To nurture an existing close relationship with the land, Oregon architect Erin Moore of FLOAT created this pair of modern cabins for a client living in Hawaii, seen over on Dezeen. It's outdoor living at its best, with one cabin for sleeping and working that's more sheltered, while the other is open to the elements, and is intended for cooking and lounging around. Moore explains:
The Outside House is a place to live outside. Two small pavilions shape the basics of daily life and structure an intentional relationship with the land. In keeping with the client's stewardship of the land, the pavilions are designed to be minimally connected to the ground and to be demountable.
It might not be immediately apparent, but the steel-framed structures are placed amongst a solidified lava formation that's been around for 300 years or so, a testament to living somewhat dangerously, a few centuries late. The more enclosed cabin is covered in wood and polycarbonate, and inside it's quite cozy and warm, thanks to the interior wooden panelling. There's a bed, a desk and a reading spot in here. This cabin is oriented in a way that allows the client to initially watch the sun rise over the landscape, yet it stays cool as this spot becomes more shaded during the day.
Topped with a large sloping roof, the other cabin consists of a walled unit that houses the outdoor kitchen and shower inside. It also includes a glorious terrace, which is open to a full view of the Pacific Ocean.
This design recently won first prize with the Building Voices competition, where the architect wrote that:
Living outside has health benefits for people of all ages: lowered stress, improved circadian rhythms, increased physical activity, exposure to plant and soil microbiota, and access to local plant foods. Possible models for land stewardship for urban and agricultural sites include habitat restoration at all scales, community land trusts, conservation easements, and permaculture.
The Outside House can be fitted with rainwater collection, solar panels, and a composting toilet for complete self-sufficiency. Integration into an ecological whole has immeasurable value.

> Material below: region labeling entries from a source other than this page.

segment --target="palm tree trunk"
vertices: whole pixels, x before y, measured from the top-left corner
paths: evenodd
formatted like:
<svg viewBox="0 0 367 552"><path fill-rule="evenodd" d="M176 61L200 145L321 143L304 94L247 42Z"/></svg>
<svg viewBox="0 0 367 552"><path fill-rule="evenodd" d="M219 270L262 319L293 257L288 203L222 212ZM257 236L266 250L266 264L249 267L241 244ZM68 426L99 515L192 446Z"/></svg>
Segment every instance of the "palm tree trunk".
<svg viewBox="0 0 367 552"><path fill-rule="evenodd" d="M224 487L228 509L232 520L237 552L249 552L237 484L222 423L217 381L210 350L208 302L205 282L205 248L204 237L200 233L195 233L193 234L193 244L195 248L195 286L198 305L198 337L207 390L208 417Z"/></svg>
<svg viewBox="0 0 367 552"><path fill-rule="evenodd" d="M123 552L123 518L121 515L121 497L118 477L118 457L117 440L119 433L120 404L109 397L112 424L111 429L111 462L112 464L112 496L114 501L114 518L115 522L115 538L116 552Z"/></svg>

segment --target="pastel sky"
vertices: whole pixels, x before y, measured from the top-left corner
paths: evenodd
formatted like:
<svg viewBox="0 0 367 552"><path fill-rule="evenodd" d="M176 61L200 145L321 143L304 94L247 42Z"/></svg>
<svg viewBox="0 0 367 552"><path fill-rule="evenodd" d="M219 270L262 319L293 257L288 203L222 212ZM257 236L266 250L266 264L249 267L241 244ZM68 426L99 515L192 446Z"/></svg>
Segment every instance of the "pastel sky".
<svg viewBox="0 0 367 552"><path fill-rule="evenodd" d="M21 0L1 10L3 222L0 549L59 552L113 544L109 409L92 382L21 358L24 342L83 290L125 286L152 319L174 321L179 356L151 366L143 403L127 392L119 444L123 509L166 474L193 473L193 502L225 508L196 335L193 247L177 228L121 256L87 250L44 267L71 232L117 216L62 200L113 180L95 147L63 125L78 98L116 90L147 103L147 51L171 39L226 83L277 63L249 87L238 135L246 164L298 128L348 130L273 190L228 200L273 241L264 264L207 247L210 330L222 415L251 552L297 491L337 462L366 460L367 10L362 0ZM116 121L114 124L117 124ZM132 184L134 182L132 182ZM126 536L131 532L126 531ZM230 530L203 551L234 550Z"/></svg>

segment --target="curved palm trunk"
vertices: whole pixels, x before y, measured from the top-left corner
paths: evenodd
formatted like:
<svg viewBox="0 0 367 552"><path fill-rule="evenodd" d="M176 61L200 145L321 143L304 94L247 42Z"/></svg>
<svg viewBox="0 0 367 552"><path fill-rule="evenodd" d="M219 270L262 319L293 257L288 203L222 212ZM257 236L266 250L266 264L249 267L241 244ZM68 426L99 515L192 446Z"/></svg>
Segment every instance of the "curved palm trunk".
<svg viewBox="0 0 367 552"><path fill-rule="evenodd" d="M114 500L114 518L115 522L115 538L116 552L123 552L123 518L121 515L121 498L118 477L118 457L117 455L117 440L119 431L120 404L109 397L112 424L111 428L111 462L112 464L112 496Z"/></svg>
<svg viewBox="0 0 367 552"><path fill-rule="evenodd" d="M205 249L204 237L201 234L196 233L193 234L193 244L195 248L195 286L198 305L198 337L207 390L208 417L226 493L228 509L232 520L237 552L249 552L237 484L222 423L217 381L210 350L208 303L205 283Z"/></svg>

These structures help to manifest and strengthen the long relationship the client has had with the land, says Moore:
Her earliest memories of the place are of crawling through lava tubes near the now-endangered wiliwilis – Hawaiian trees historically used for canoe floats. The unbuilt areas of the Outside House — lichen on the lava, a curved rock wall, a growing endemic Mamane tree – are the essence of daily living in this place and what the client values most.